Коркин налил кипяток в тазик, стал бриться, смотрясь в круглое зеркальце на переборке. Солнечный луч скользил по квадратному лицу, по широкому, покрытому мыльной пеной подбородку, которым Коркин двигал влево и вправо, натягивая глянцевую кожу щек.
Пушков проворно орудовал утюгом, гладил брюки сквозь мокрый лоскут на сложенном вчетверо одеяле. Электрический утюг был нагрет на славу. Лоскут то и дело высыхал, то и дело Пушков мочил его в стоящем рядом тазике и, слегка отжав, расправлял на горячем влажном сукне.
— Может быть, и ваши заодно погладить, товарищ старшина? — сказал Пушков, покосившись на Костикова.
— Успеете — погладьте, — откликнулся, не поворачивая головы, старшина. — Сейчас большой надобности в этом не вижу.
— На бережок разве снова не пойдете?
— Не знаю еще, — откликнулся Костиков. Его мысли были заняты другим. Совсем недавно прилег он на койку с записной книжкой в руках, а до этого долго бродил по стапель-палубе, заходил на ледокол, что-то чертил и писал на клочках бумаги, о чем-то совещался со старшим помощником капитана «Прончищева».
— Надоело, что ли, в чужом городе, товарищ старшина? — спросил Коркин.
— Не то чтобы надоело, а вчера нагулялся вволю. Поднялись на этот их фуникулер, на рейд посмотрели сверху, по кружечке пива выпили. — Костиков вскинул руку, взглянул на циферблат часов. — Пиво здесь не того, наше ленинградское лучше.

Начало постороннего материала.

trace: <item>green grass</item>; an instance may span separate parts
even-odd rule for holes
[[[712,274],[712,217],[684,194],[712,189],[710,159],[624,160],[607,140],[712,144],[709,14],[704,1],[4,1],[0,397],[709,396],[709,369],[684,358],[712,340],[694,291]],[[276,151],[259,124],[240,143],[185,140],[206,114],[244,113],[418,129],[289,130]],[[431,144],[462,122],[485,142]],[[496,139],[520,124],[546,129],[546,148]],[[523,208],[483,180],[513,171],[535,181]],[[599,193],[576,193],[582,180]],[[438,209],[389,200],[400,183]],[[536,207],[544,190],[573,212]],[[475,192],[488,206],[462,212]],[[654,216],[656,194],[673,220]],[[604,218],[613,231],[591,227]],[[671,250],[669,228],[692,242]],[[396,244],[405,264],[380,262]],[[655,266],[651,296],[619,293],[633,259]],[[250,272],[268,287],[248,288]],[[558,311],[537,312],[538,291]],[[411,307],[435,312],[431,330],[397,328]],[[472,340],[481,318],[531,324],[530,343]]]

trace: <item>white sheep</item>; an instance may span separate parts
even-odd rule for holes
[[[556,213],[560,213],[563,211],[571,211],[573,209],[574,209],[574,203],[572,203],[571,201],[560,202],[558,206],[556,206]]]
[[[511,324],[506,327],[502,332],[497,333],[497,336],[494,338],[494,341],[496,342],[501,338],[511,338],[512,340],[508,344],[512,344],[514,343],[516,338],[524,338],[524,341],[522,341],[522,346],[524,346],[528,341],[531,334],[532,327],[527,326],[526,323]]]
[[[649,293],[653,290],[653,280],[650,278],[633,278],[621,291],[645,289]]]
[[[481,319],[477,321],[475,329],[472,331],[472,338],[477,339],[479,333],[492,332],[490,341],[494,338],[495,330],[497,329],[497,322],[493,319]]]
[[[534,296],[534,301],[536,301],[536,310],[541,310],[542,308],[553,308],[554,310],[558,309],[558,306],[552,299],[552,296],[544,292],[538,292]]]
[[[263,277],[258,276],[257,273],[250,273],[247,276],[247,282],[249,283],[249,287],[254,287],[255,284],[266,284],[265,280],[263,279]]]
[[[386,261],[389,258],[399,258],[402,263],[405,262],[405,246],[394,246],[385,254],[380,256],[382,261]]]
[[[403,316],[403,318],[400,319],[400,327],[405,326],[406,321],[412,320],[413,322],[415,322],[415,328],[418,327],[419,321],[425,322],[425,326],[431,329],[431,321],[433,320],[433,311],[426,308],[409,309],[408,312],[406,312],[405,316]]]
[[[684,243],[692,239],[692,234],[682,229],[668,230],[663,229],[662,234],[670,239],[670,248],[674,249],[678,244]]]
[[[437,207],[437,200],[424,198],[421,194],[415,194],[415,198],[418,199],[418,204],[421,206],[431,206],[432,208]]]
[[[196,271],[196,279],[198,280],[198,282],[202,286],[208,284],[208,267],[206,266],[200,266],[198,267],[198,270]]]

— Нет, я люблю незнакомыми городами бродить. Набираешься, так сказать, впечатлений. — Коркин вытер и сложил широкое лезвие бритвы, перекинул полотенце через плечо, исчез в люке.
Старшина лежал молча. Пушков осторожно снял с одеяла, повесил на шкертик у койки свои, еще исходившие струйками пара, брюки. Ловко бросил на одеяло и расправил брюки старшины.
Вернувшись из умывальника, Коркин протер лицо одеколоном. Раскрыв свой рундук, достал две картонные коробочки, стал прикалывать к форменке большую серебряную медаль «За отвагу» и бронзовые поменьше — «За оборону Ленинграда», «За победу над фашистской Германией».
— Пойдем побродим по Бергену, — сказал Коркин. — Девушки у них здесь, говорят, обходительные. В магазинах или в пивных так и улыбаются тебе из-за прилавка.